Valérie Pécresse a donné une orientation en indiquant voter pour Emmanuel Macron. A Mayotte, Daniel Zaïdani appelle les électeurs de tout bord à suivre le choix des mahorais, c’est à dire à voter pour Marine Le Pen. Quelle est votre position ?
Mansour Kamardine : Daniel Zaïdani peut demander ce qu’il veut, je voterai Emmanuel Macron, même si en matière de lutte contre l’immigration et contre l’insécurité, le compte n’y est pas. Et je demande à tous ceux qui peuvent me faire confiance d’aller dans le même sens.
« On ne construit pas sur la colère »
Les solutions entendues ça et là à Mayotte pour lutter contre l’immigration clandestine et l’insécurité, sont proches de celles émises par Marine Le Pen. Comment allez-vous fédérer ?

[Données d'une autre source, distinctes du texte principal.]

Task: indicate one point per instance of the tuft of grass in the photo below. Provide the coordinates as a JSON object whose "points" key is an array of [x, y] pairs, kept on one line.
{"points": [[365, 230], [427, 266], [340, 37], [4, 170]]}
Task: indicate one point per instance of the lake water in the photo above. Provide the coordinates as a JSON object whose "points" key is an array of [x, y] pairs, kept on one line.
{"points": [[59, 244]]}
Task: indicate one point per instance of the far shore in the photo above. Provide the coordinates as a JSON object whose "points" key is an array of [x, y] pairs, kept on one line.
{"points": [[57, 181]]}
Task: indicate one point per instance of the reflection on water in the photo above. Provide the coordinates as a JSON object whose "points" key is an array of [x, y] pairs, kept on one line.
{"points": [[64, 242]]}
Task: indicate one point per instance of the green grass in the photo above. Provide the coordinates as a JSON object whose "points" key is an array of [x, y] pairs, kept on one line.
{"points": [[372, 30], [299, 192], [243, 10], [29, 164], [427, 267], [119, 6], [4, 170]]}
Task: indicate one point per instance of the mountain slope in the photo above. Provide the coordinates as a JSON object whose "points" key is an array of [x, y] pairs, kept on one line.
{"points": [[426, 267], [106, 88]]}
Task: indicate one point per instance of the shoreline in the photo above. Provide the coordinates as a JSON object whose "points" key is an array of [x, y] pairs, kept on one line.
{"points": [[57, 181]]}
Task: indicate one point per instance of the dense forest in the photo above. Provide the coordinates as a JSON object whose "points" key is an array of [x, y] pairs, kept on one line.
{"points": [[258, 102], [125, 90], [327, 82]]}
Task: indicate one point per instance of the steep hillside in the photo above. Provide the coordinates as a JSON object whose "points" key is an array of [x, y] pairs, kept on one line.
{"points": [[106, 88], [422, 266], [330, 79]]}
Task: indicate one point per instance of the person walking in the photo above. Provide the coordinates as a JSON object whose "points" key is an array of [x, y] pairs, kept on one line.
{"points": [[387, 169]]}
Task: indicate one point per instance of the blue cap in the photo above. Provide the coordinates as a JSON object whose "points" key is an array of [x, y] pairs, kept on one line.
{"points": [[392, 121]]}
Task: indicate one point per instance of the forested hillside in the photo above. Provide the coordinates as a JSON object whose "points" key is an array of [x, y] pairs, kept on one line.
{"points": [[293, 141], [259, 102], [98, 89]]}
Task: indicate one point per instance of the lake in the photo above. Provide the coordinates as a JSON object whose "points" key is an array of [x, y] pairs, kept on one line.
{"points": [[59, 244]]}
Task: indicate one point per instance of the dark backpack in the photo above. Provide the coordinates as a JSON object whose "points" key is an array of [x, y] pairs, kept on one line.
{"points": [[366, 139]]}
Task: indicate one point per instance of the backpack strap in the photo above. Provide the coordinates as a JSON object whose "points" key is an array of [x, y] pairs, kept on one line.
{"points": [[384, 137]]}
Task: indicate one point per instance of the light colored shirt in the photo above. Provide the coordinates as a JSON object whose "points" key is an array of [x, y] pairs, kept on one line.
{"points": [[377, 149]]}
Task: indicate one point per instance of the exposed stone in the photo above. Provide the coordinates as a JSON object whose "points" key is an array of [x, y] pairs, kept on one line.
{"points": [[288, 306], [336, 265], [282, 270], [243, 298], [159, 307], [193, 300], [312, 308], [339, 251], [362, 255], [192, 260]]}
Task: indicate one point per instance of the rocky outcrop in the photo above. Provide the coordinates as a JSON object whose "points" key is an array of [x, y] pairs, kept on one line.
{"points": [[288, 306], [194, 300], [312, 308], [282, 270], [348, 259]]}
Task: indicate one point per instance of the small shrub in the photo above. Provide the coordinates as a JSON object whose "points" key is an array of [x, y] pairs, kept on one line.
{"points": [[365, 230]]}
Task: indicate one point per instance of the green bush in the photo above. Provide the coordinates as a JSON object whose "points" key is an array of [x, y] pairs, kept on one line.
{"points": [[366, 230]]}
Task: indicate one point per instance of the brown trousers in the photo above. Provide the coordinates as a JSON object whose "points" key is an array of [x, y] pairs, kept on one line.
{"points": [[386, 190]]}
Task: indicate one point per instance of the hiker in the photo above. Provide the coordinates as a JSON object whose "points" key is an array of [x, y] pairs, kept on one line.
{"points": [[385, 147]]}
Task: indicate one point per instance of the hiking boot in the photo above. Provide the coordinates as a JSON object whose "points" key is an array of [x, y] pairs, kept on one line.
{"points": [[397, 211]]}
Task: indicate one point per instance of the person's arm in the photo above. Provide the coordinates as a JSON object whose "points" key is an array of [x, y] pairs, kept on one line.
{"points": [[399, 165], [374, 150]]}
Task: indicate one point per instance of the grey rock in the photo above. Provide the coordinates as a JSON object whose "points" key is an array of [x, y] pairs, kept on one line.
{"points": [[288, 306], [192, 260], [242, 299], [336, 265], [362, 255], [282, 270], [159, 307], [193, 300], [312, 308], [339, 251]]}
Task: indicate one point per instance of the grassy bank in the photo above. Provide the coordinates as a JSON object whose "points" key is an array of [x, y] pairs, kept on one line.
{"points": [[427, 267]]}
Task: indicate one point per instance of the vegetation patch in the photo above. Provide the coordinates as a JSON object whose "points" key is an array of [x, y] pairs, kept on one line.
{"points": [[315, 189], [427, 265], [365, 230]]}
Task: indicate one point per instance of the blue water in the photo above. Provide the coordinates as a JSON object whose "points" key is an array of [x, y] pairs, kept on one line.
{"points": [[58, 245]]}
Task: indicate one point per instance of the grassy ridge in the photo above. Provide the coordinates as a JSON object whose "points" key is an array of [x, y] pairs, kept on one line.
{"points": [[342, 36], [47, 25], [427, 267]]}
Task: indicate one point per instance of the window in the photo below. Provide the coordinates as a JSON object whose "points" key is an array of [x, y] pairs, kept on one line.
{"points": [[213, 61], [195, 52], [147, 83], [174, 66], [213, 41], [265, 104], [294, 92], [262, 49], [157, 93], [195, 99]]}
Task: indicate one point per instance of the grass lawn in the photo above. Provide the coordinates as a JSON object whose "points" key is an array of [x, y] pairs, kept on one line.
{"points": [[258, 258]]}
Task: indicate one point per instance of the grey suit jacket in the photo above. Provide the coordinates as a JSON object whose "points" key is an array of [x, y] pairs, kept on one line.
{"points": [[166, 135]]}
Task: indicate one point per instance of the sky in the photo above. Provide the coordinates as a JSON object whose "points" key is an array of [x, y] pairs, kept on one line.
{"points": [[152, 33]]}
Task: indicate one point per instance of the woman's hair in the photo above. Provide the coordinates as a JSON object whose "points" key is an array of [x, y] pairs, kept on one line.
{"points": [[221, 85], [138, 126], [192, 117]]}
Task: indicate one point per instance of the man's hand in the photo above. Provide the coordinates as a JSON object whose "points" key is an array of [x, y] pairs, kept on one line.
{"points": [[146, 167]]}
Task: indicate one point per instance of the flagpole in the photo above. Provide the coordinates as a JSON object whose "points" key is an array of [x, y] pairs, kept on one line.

Mansour Kamardine : Il faut accepter que la colère des mahorais se soit exprimée au 1er tour. Mais on ne construit pas sur la colère. Il ne faut pas que ce soit un vote sans lendemain pour Mayotte. Or, s’il va en direction de Marine Le Pen, le suffrage n’apportera pas la structuration dont le territoire a besoin. Les thématiques de l’immigration clandestine et de la lutte contre l’insécurité ne sont pas les seules, il faut construire ce territoire maintenant. Comme ce n’est pas avec Valérie Pécresse, ce sera avec Emmanuel Macron.
Contrairement à 2017 où Emmanuel Macron avait composé avec les LR, choisissant un premier ministre de ce parti, cette fois, c’est avec l’Union populaire de Jean-Luc Mélenchon qu’il peut faire alliance s’il est élu. Une orientation à gauche toute du gouvernement ?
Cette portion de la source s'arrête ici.